Today, we've got a first cut on what the answer might be. The Fraser of Allander Institute at Strathclyde University has delivered a gloomy forecast for this year, down from the 0.9% growth forecast for 2012 it published last November. Now, its central forecast is for only 0.4% growth.
That translates into growth for 2013 of 1.7%. And for 2014, which looks like the year of the referendum, it reckons on growth of 2.6%.
That sounds quite healthy, by recent standards. It's certainly a lot better than now. It assumes the most benign factor in helping growth, through improved investment and spending confidence, is falling inflation. As the oil price is currently showing, that's not guaranteed.
But coming out of other recessions, the upswing has tended to lead to better statistics than those figures. Growth at 2.6% still looks comparatively sluggish.
And the Strathclyde economists remind us that such growth means it will take more than six years for the Scottish economy to return to the output level it had in early 2008.
It only gets back there in the third quarter of 2014 - around the time of the referendum vote. That's a longer recovery period than the UK economy faced in the 1930s Depression. Getting back on track looks increasingly like a lost decade.
Tanking or booming?
Will people vote on fractions of a percentage point on the growth rate? It doesn't seem all that likely. But it translates into confidence, and even more important, into jobs.
And the Fraser of Allander analysis points to times remaining tough in the labour market. A rise from 8.6% to 9.8% unemployment in Scotland by the end of this year is more reason for short-term gloom. But while the economy starts to grow again, and jobs are being created again, the loss of public sector jobs is the main reason why unemployment looks likely to remain stubbornly high.

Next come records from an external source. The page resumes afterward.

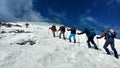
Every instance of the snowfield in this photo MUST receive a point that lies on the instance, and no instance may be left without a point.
(37, 48)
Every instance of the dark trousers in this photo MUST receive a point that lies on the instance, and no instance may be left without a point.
(90, 39)
(63, 33)
(111, 42)
(53, 34)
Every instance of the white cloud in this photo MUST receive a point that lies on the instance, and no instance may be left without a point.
(58, 17)
(18, 10)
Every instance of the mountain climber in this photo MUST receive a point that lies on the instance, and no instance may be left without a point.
(53, 29)
(109, 37)
(72, 34)
(90, 35)
(62, 31)
(27, 25)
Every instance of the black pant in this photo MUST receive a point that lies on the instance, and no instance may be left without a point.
(90, 39)
(63, 35)
(111, 42)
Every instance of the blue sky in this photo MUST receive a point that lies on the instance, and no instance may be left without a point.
(106, 11)
(100, 14)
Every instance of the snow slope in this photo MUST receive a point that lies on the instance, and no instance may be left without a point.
(50, 52)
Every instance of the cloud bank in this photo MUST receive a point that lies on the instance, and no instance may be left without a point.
(18, 10)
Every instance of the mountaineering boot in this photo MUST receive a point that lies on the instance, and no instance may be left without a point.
(96, 47)
(89, 46)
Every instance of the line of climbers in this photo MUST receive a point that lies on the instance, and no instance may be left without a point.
(90, 33)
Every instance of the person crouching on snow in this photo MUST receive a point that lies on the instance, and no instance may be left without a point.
(53, 29)
(72, 34)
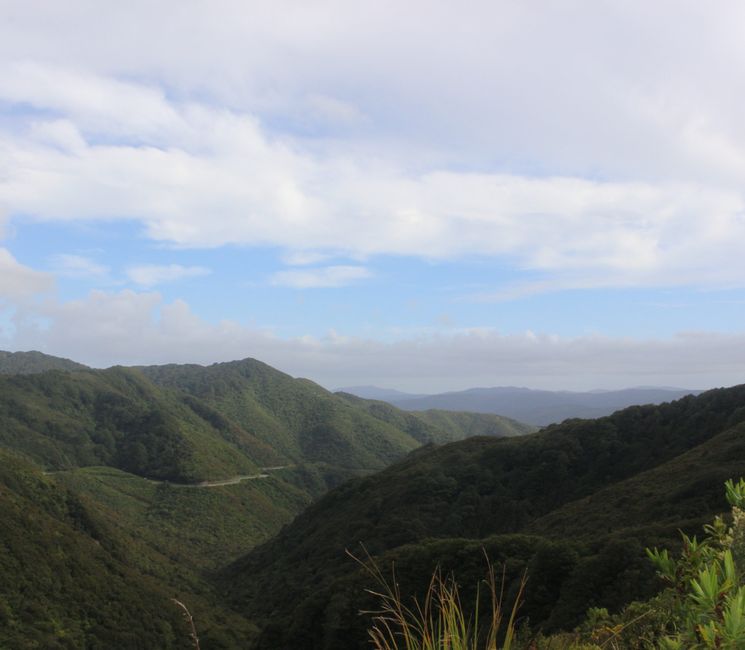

So while the forecast is for a 34,000 rise in the number seeking jobs to 265,000 at the end of this year, it is set to fall to 234,000 by the end of 2014. At 8.8%, that's higher than the number seeking work now.
Of course, a greatly improved economic performance doesn't necessarily steer the votes one way or the other. If the economy's tanking, or if it's booming, it can be deployed as a reason for supporting either side of the independence debate.
Slow growth equals either lost opportunity for Scotland while part of the UK, or a sign that it's too risky to vote when people are already facing hard times.
High growth either shows Scotland can do well by keeping its place in the UK, or it builds confidence that Scotland can and should run its own affairs.
But unemployment? That has a habit of rebounding on those in government. Confusingly, that includes both sides of the debate.